# Hydor canister filter



## Vman (Jan 20, 2011)

Has anyone used the Hydor canister filter?I'm buying a filter today and was going to buy another Eheim 2075 but noticed that the Hydor filters are 50% off at king eds.


----------



## tony1928 (Apr 22, 2010)

Always been curious myself. It is their first foray into canisters though. Hydor has great customer service if that helps. For me it would have to be a whole lot cheaper than eheim. Though I would like to see how well they work myself.


----------



## Vman (Jan 20, 2011)

Yes they are too new for me. I just got another Eheim 2075. It's a great filter and very well made.


----------



## catgoldfish (Apr 21, 2010)

Yes i have two of them and they both work great! One 600 and one 450. Very quiet and very easy to prime. Lots of room for lots of different media. Media is also included! Only thing bad is the price of the replacement sponges and pads. Plus King Ed's seems to be the only store in the Lower Mainland who sells them. Great deal though.


----------



## hi-revs (Nov 3, 2010)

Any big differences btwn the hydor versus the rena's?


----------



## Vman (Jan 20, 2011)

The Rena's have way too much by pass space.Also they get loud. I have an XP4 and like it but nothing like the Eheim 2075. Of course the Rena is cheaper but how often do you buy a filter?The Eheim is so damn silent.


----------



## hi-revs (Nov 3, 2010)

My 3 rena's are surprisingly quiet. They sit inside the stand in my living room and I don't even hear them.


----------



## Daryl (Jun 1, 2010)

hi-revs said:


> My 3 rena's are surprisingly quiet. They sit inside the stand in my living room and I don't even hear them.

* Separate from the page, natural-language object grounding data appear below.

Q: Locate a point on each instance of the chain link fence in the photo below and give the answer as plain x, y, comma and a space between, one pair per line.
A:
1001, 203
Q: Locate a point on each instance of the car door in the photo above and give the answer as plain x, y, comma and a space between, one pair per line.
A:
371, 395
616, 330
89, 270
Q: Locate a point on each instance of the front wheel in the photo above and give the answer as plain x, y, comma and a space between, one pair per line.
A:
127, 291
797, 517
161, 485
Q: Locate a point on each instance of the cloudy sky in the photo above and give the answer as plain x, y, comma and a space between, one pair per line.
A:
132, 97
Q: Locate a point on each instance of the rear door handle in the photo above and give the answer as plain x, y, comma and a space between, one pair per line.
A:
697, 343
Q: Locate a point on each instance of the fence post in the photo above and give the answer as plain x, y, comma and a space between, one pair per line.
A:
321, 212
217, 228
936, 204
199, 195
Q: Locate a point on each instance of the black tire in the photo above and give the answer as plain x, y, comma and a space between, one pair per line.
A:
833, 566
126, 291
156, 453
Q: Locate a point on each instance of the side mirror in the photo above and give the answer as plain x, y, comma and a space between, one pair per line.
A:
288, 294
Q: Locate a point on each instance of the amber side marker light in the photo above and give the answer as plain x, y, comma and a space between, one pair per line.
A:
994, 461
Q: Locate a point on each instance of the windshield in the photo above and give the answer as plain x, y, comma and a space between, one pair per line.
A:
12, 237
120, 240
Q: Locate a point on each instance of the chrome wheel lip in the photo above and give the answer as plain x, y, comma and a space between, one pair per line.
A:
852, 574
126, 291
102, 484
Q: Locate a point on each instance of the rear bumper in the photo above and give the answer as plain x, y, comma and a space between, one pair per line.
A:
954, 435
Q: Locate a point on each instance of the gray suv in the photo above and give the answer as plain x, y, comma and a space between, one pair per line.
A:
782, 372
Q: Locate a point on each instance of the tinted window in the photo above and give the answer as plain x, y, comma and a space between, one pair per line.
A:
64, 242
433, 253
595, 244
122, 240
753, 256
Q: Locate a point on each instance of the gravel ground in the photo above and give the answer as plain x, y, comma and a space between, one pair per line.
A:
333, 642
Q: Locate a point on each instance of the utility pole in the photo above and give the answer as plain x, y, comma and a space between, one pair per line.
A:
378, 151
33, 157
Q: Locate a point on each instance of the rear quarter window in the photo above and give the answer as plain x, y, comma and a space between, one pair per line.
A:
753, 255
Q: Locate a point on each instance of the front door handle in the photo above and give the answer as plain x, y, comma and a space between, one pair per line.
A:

This. The Rena's are great - silent, and no priming!


----------



## kim86 (Sep 5, 2012)

I run an Eheim Classic 2217 and Eheim Ecco 60 on my 45g.... They're the best. Can't hear them at all.


----------



## crazy72 (Apr 22, 2010)

In my (admittedly limited) experience, Rena's are hit-and-miss noise wise. I've had quiet ones but I've also had pretty loud ones. The Eheim's (Pro 3's, in my case) have been much more consistent. I have never had a noisy one.


----------